Smart infrastructure
Maintenance in the cloud
Predictive maintenance is essential in the race to improve efficiency and minimise delays on metros
Defective assets are a major cause of hold-ups on metro networks. Critical front-line equipment, such as point machines, axle counters, track and signalling systems, are all potential points of operational interruption.
Thales’s new predictive maintenance service for metro operators is designed to combat in-service asset failures. Delivered as a cloud service, it predicts when problems will occur – days or weeks before failure – and then prescribes corrective action.
Adopting predictive maintenance yields a number of key benefits:
- Enhanced reliability: predictive maintenance combats delays by minimising interruptions caused by equipment failure. It also helps to tackle reactionary delays – cascading holds-ups triggered by a single incident. Reactionary delays can paralyse a line or even a network. Rising congestion means they are a growing problem.
- Improved asset performance: predictive maintenance protects critical assets. Early intervention offers the chance to fix before failure. This helps to extend the useful life of assets and improve ROI by eliminating the need to replace otherwise serviceable equipment.
- Cost-effective maintenance: smarter maintenance allows operators to make the transition from reactive to predictive maintenance regimes. This has the potential to reduce costs and improve the availability of networks.
How does it work?
Thales’s predictive maintenance service works by tapping into data generated by assets. This is monitored live and constantly benchmarked against optimal performance profiles.
When data received from an asset – such as a point machine – deviates from the norm, alarms and recommended actions are generated automatically. The system is capable of detecting tiny changes in performance – tell-tale signs of problems to come.

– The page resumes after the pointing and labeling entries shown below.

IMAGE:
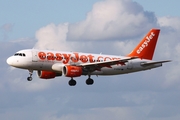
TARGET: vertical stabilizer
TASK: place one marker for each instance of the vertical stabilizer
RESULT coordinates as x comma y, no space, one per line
145,49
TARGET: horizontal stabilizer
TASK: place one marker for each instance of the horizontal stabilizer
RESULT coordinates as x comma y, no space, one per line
152,63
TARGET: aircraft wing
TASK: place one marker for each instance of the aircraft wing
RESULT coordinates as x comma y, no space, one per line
99,65
156,62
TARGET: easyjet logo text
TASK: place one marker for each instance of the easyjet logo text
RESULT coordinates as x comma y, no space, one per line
145,43
73,57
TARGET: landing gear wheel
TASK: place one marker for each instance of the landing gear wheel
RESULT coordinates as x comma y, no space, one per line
89,81
72,82
29,78
30,75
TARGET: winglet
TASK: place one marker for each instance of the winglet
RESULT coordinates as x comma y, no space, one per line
145,49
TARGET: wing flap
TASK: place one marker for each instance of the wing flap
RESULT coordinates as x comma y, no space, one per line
107,63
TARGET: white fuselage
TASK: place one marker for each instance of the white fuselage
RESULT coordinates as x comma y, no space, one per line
33,59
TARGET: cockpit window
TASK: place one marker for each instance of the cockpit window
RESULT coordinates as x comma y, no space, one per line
20,54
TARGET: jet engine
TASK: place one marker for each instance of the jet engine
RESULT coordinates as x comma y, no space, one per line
46,74
72,71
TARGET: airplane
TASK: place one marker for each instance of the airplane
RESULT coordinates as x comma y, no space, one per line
50,64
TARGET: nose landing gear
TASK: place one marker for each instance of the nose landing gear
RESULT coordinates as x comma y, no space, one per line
30,75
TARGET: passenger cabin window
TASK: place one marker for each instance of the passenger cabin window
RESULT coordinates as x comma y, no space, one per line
20,54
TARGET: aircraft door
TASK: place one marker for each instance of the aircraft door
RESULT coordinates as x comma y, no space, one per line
34,56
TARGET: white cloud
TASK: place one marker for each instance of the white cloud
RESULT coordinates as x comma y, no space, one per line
114,27
113,19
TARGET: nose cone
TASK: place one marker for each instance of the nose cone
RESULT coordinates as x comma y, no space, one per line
9,61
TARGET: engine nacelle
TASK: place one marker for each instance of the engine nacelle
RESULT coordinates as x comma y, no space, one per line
46,74
72,71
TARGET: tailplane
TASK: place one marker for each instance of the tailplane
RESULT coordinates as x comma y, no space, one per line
145,49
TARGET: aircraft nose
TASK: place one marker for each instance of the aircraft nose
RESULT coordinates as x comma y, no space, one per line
9,61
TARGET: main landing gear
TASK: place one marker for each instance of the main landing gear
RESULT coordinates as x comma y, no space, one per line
30,75
89,81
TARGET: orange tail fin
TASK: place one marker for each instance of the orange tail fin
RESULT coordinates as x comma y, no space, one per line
145,49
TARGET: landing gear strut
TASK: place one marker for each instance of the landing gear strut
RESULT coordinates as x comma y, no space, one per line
30,75
89,81
72,82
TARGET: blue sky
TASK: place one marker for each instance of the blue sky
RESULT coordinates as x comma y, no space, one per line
90,26
27,17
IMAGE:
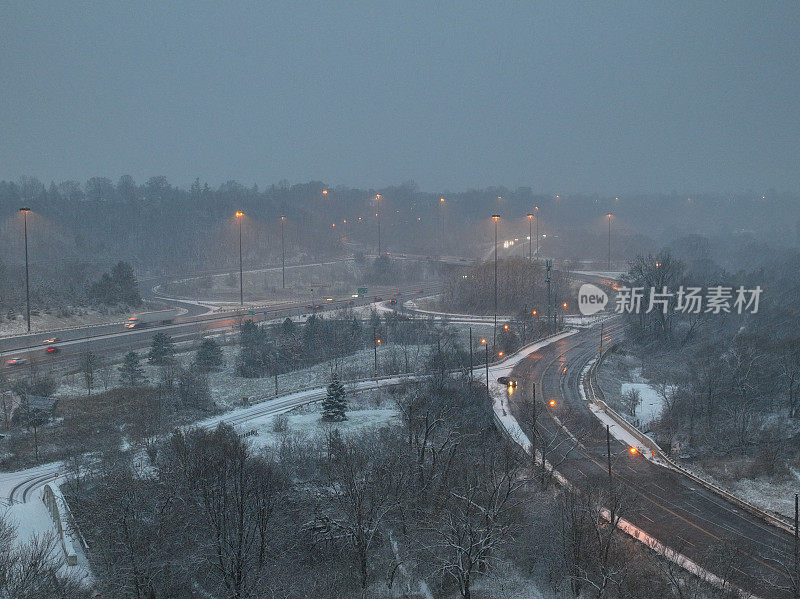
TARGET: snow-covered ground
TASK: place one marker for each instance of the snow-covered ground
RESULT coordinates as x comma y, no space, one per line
652,402
45,322
771,494
306,422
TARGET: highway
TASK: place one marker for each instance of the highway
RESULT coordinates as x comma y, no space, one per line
723,538
114,339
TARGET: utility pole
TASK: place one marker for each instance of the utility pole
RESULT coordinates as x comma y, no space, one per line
610,476
283,255
377,215
495,218
240,217
470,358
486,347
796,580
375,342
27,281
601,338
548,265
530,236
533,427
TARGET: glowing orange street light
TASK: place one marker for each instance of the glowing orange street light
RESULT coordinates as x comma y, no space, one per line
239,214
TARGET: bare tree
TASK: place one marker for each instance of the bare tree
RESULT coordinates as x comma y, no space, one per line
88,365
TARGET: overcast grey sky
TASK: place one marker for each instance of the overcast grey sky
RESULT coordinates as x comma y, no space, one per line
576,97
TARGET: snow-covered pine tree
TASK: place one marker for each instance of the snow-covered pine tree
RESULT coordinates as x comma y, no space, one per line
334,405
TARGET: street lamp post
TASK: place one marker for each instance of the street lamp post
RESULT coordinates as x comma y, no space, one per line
375,344
495,218
378,218
471,373
283,255
486,347
530,236
27,280
239,217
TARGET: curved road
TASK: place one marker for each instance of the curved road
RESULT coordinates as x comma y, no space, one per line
723,538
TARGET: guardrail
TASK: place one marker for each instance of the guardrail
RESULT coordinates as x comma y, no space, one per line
589,383
56,505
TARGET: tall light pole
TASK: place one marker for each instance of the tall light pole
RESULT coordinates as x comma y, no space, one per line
283,255
495,218
27,280
486,346
378,218
442,202
240,217
530,236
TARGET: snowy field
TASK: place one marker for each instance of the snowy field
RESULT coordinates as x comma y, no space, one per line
651,406
45,322
228,389
367,410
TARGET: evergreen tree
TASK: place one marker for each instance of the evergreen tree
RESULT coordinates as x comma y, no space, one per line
253,354
334,405
288,328
162,349
208,357
131,372
117,287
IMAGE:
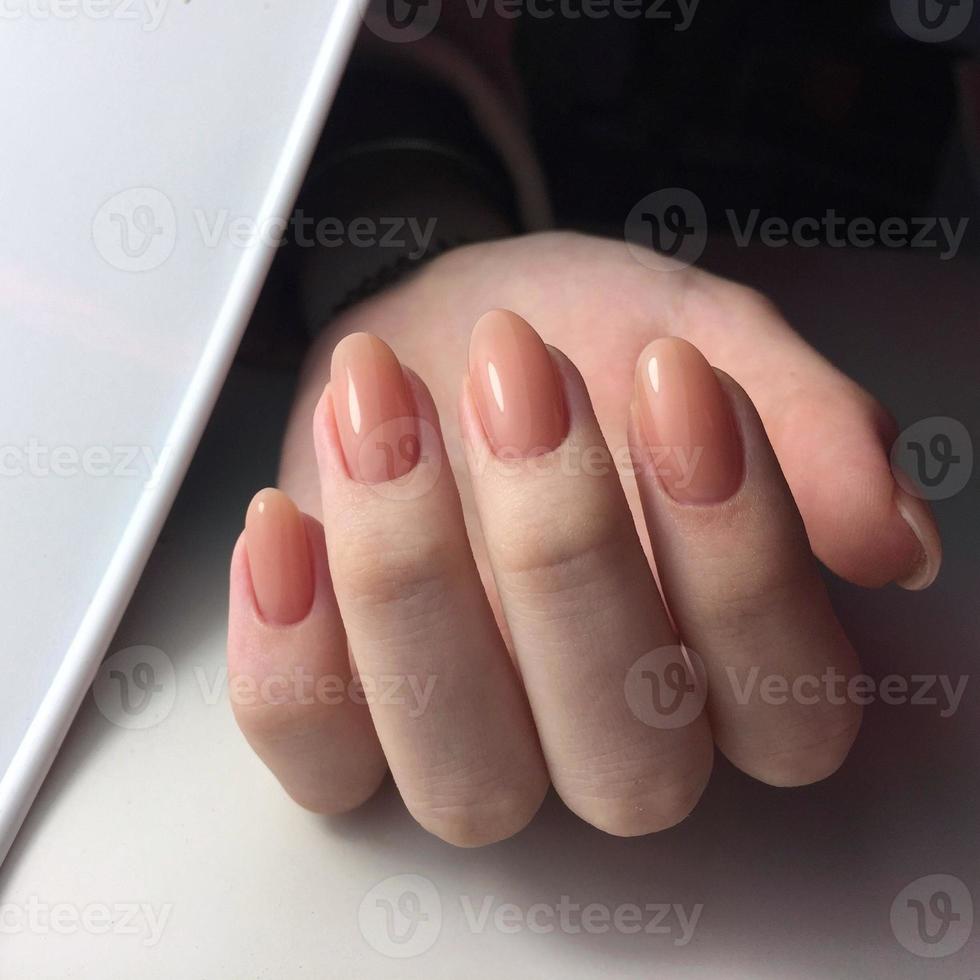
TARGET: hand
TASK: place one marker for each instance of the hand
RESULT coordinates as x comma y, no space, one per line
549,564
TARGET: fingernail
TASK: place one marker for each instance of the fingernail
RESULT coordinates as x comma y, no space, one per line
374,409
925,568
516,386
278,557
688,423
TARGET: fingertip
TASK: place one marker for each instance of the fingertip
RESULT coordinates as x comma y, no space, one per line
917,515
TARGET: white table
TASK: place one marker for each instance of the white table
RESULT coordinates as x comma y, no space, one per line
169,851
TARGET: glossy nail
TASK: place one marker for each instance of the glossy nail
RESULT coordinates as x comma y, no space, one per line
516,386
278,557
925,568
374,409
688,424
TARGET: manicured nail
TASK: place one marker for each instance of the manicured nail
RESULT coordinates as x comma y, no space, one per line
516,386
688,423
925,568
374,409
278,557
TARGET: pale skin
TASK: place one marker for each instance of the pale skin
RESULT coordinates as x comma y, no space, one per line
475,547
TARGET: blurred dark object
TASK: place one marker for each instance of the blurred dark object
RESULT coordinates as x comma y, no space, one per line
789,107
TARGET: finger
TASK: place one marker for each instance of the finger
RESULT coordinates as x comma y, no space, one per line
289,676
831,437
459,738
737,572
577,592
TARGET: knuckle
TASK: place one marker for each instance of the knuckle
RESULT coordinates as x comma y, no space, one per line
383,568
271,723
731,605
562,545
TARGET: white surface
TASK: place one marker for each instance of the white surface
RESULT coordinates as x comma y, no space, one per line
111,353
181,817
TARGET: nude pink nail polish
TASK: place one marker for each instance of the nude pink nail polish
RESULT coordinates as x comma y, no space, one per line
278,557
374,409
688,423
516,386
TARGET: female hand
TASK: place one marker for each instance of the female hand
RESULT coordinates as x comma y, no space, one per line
521,637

The beauty of the system is that the accuracy of predictions improves as data is accumulated through its self-learning components. And because Thales has data profiles stretching back 30 years, the insights offered to each customer are based not only on their own asset records, but also a wealth of historical data.
Thales’s predictive maintenance is delivered as a service via a secure cloud platform and no capital expenditure is required. Visualisations, predictions and recommendations can be accessed by any device – PC, tablet or smartphone.